Mitch Reynolds, mayor of La Crosse and a Barnes ally, said that while the Wisconsin Democrat have a positive message, “it’s hard to deny [the GOP ads] have an impact,” even as he described them as “garbage.” Barnes’ allies, including Angela Lang, executive director of Black Leaders Organizing for Communities, describe some of those GOP ads as racist, as they label the Democrat “different” and “dangerous.”

When asked whether his position to end cash bail has hurt him, Barnes responded that his policy “makes communities safer, it means people can’t just buy their way out of jail.” Barnes wouldn’t say whether he’d support Senate Majority Leader Chuck Schumer or if Biden should run for reelection. And his campaign has emphasized he’s focused on kitchen table issues.

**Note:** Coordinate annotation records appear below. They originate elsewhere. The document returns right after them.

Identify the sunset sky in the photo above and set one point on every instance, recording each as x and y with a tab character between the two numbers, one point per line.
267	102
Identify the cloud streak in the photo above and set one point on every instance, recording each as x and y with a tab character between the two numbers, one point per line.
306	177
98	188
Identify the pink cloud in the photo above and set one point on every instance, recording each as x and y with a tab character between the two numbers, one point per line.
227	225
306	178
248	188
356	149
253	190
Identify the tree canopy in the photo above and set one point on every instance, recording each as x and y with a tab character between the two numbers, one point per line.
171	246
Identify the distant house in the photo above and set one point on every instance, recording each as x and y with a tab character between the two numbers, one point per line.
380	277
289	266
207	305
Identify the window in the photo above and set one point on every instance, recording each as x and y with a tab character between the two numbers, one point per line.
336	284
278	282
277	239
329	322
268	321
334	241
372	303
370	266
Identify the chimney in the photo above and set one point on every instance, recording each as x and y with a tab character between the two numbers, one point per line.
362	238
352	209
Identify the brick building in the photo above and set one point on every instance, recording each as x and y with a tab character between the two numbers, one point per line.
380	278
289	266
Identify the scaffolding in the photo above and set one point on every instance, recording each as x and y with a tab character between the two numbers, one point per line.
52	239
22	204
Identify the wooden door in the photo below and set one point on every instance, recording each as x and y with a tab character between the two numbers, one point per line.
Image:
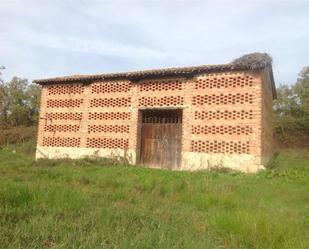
161	138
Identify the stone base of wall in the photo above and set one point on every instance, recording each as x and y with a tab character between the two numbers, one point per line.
75	153
240	162
190	160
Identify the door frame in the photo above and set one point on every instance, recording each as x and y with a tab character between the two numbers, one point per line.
141	112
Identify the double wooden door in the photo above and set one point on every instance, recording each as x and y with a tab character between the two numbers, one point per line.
161	138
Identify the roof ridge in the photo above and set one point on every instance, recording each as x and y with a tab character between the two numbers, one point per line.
253	61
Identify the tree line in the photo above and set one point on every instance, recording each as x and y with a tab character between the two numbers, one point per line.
19	107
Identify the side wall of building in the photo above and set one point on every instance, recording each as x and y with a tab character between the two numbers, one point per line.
222	118
267	118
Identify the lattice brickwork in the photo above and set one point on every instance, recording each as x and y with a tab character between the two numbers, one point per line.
111	102
224	82
223	99
63	103
164	101
228	147
214	130
65	89
111	87
110	143
227	115
109	115
64	116
61	128
160	85
61	141
108	128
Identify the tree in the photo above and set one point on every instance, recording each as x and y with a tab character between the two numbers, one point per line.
301	90
18	103
292	111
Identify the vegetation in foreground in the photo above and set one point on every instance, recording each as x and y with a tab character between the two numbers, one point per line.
103	204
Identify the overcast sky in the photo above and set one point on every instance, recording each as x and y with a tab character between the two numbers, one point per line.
41	38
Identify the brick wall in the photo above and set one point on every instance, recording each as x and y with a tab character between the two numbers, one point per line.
222	117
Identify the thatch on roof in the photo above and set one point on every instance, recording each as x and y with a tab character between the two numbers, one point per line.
254	61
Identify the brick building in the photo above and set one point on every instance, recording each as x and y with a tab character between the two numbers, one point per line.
181	118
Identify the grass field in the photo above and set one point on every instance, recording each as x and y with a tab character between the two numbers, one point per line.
100	204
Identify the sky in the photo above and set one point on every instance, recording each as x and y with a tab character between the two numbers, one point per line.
41	39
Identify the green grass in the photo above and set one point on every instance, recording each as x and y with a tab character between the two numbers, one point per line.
90	204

As for his standing in the race, Johnson told supporters at a telephone town hall this week to view it as “dead even,” noting that “the only consistency in the polls in my Senate races is that they’ve been wrong.” Polls have shown Barnes leading by as many as 7 points this summer, and losing by as many as 6 points this fall.

Barnes would be the state’s first Black senator if he wins, but first he needs to turn out Black voters in Milwaukee, something Democrats hope Obama’s visit will help. Barnes is focusing closely on the city, using the first day of early voting to knock on doors here and canvassing at Sherman Phoenix, an incubator for Black-owned businesses.

In the closing weeks, the party is betting big on abortion, with Democrats highlighting that women are outpacing men in new voter registrations. Wisconsin currently has an abortion ban in effect, originally enacted in 1849, and Democrats have spent $10.7 million on abortion ads alone, per Ad Impact.

State Sen. Lena Taylor, who represents part of Milwaukee and who Barnes unsuccessfully challenged in a 2016 primary, said “progressives have been his base since he’s come to the political scene” and that his campaign has “hung its hat on the women’s vote,” with the overturn of Roe.

“On the ground that doesn’t always resonate with the populations that one needs to move because in order to get Milwaukee it is mostly Black and Brown people,” she said. “And I wouldn’t say that women’s rights are necessarily always a number one issue for us,” noting “we have a conservative streak in us … because of our faith community.”

Democrats underestimated Johnson in the past, even as they attribute his electoral success to good fortune. Johnson defeated former Sen. Russ Feingold in 2010, with the Tea Party wave, and again in 2016, the year Trump became the first Republican to win Wisconsin since Ronald Reagan.

But maybe he’s a better candidate than Democrats are willing to concede. Bill McCoshen, a Wisconsin-based Republican strategist, said the biggest difference this cycle is Johnson was behind in mid-October polls in 2016.

“He’s flipped the script completely, that doesn’t happen by luck,” he said, referring to the current cycle.

Baldwin acknowledged that her fellow Wisconsin senator’s side has “tailwinds,” but cited a CNN poll that only had Johnson up by one point, compared to other GOP incumbents with much stronger leads.

“I don’t think that speaks to someone who has a huge command,” she said.